Jackson Latifa, Kuhlman Caitlin, Jackson Fatimah, Fox P Keolu
Department of Pediatrics and Child Health, College of Medicine, Howard University, Washington, DC, United States.
W. Montague Cobb Research Laboratory, College of Arts and Sciences, Howard University, Washington, DC, United States.
Front Big Data. 2019 Jun 28;2:19. doi: 10.3389/fdata.2019.00019. eCollection 2019.
Data science has made great strides in harnessing the power of big data to improve human life across a broad spectrum of disciplines. Unfortunately this informational richesse is not equitably spread across human populations. Vulnerable populations remain both under-studied and under-consulted on the use of data derived from their communities. This lack of inclusion of vulnerable populations as data collectors, data analyzers and data beneficiaries significantly restrains the utility of big data applications that contribute to human well-ness. Here we present three case studies: (1) Describing a novel genomic dataset being developed with clinical and ethnographic insights in African Americans, (2) Demonstrating how a tutorial that enables data scientists from vulnerable populations to better understand criminal justice bias using the COMPAS dataset, and (3) investigating how Indigenous genomic diversity contributes to future biomedical interventions. These cases represent some of the outstanding challenges that big data science presents when addressing vulnerable populations as well as the innovative solutions that expanding science participation brings.

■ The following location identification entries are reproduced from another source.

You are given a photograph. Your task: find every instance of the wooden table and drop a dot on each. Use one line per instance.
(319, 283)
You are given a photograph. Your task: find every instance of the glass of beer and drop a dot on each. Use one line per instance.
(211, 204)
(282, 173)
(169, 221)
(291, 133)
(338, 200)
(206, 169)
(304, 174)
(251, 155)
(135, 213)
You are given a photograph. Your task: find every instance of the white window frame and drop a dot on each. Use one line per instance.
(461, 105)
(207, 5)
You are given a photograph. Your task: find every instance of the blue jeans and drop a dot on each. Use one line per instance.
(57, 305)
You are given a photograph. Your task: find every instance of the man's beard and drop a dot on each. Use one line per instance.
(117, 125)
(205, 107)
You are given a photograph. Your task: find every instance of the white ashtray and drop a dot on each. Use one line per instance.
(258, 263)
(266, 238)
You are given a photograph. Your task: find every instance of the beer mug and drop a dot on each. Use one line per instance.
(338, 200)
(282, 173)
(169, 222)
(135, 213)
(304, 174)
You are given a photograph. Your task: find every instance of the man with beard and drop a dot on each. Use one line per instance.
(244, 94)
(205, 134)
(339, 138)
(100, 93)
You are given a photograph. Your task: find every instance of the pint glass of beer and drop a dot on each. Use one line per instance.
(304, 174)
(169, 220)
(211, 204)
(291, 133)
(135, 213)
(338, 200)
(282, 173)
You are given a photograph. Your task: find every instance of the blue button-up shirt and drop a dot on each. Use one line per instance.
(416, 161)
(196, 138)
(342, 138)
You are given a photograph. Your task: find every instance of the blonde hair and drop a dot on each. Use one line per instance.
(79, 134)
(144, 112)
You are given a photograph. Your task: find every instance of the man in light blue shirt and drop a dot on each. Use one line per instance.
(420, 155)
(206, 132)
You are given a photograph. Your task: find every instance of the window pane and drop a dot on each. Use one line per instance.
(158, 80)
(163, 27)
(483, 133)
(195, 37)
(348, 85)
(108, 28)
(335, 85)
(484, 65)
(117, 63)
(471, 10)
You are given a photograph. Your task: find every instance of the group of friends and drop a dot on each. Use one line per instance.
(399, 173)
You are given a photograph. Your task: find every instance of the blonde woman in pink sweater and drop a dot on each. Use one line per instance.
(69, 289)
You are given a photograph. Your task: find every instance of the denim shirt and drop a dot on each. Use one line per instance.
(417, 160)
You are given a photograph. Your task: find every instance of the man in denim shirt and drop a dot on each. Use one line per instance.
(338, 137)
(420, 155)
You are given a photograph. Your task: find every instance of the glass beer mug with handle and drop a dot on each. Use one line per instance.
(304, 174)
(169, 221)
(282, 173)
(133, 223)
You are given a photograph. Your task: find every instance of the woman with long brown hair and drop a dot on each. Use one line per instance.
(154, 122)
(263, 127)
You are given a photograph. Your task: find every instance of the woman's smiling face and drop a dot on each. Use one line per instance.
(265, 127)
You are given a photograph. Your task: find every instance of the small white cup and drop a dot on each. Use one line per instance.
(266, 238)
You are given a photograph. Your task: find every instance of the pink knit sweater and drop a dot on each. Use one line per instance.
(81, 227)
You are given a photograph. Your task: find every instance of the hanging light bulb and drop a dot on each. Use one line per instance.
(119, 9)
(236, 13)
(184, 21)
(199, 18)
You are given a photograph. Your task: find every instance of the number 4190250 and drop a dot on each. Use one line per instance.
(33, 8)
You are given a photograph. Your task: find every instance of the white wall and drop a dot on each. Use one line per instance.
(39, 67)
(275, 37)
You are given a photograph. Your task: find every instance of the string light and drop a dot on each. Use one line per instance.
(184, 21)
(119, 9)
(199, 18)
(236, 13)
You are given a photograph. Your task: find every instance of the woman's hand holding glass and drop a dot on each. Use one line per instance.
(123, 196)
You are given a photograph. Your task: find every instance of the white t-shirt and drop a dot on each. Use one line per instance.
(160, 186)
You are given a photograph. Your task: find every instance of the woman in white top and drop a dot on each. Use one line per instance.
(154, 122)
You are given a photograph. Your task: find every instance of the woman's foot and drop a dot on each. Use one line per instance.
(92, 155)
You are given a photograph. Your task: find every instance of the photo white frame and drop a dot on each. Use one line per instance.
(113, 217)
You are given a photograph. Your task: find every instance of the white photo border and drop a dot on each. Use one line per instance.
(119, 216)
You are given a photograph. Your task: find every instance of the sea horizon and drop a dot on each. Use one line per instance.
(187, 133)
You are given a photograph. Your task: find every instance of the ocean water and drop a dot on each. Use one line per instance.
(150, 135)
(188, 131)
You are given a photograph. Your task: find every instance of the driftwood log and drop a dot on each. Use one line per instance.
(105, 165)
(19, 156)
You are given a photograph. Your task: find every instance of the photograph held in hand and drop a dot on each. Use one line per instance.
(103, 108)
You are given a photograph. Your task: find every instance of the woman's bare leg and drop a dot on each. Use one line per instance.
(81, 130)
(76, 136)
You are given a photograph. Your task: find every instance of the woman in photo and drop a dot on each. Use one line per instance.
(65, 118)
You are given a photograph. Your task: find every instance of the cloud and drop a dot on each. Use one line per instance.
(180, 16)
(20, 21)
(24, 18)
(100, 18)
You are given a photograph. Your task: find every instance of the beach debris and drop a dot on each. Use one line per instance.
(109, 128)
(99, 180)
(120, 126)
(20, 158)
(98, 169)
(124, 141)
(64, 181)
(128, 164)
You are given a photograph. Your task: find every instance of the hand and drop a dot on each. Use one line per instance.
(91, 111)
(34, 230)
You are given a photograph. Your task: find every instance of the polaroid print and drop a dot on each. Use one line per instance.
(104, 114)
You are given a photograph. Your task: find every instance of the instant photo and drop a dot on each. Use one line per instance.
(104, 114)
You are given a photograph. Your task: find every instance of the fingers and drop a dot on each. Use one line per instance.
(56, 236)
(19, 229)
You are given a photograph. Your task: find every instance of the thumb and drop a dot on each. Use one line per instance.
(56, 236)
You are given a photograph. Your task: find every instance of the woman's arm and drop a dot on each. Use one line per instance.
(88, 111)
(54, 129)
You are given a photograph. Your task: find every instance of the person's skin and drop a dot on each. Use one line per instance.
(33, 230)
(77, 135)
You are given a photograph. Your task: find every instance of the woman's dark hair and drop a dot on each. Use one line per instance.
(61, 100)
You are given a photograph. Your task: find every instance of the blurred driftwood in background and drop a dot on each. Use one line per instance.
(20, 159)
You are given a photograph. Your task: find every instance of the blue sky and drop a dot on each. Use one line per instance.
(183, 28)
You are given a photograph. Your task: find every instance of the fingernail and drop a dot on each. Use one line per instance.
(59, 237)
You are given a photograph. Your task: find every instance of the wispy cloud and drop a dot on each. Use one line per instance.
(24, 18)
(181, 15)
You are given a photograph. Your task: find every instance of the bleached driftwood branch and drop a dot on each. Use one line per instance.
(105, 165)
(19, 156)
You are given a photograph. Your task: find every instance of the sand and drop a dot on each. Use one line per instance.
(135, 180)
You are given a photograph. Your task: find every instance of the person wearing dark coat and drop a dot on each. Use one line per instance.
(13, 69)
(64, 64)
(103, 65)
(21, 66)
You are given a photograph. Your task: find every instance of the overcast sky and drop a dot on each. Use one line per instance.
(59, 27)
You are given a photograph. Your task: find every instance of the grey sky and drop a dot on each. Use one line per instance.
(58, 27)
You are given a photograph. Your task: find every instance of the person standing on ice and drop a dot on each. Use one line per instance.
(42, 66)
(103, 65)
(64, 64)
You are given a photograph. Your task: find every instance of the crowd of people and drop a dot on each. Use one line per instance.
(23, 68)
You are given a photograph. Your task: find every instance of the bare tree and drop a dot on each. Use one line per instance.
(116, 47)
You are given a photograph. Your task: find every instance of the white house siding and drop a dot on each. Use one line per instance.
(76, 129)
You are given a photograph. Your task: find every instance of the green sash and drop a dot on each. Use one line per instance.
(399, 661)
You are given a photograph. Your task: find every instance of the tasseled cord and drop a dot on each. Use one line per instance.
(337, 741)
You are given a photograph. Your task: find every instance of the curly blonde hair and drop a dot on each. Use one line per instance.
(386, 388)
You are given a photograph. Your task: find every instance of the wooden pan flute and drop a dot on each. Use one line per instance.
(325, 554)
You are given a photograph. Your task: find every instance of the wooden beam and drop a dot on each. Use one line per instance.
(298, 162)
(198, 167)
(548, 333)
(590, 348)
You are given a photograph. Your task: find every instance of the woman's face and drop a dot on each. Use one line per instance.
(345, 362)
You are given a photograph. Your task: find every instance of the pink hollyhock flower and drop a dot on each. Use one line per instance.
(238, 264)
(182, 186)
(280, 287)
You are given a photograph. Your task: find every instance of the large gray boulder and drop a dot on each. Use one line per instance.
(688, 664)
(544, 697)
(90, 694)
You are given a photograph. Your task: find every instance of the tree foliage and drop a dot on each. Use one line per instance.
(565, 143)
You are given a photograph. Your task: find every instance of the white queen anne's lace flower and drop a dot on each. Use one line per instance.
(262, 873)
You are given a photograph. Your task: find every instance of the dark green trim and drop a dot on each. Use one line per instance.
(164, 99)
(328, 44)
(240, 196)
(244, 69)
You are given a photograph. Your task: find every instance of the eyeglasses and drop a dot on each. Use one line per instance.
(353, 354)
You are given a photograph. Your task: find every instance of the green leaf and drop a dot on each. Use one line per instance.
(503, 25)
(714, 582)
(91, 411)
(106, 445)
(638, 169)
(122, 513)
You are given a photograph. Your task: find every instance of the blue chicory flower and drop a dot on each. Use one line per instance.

数据科学在利用大数据的力量以改善广泛学科领域的人类生活方面取得了巨大进展。不幸的是,这种信息财富并未在人群中公平分配。弱势群体在基于其社区数据的使用方面,仍然研究不足且咨询较少。在将弱势群体纳入数据收集者、数据分析者和数据受益者方面的缺失,严重限制了有助于人类健康的大数据应用的效用。在此,我们展示三个案例研究:(1)描述一个利用非裔美国人的临床和人种学见解开发的新型基因组数据集;(2)展示一个教程,该教程能使弱势群体的数据科学家利用COMPAS数据集更好地理解刑事司法偏见;(3)研究本土基因组多样性如何为未来的生物医学干预做出贡献。这些案例既代表了大数据科学在处理弱势群体问题时面临的一些突出挑战,也代表了扩大科学参与所带来的创新解决方案。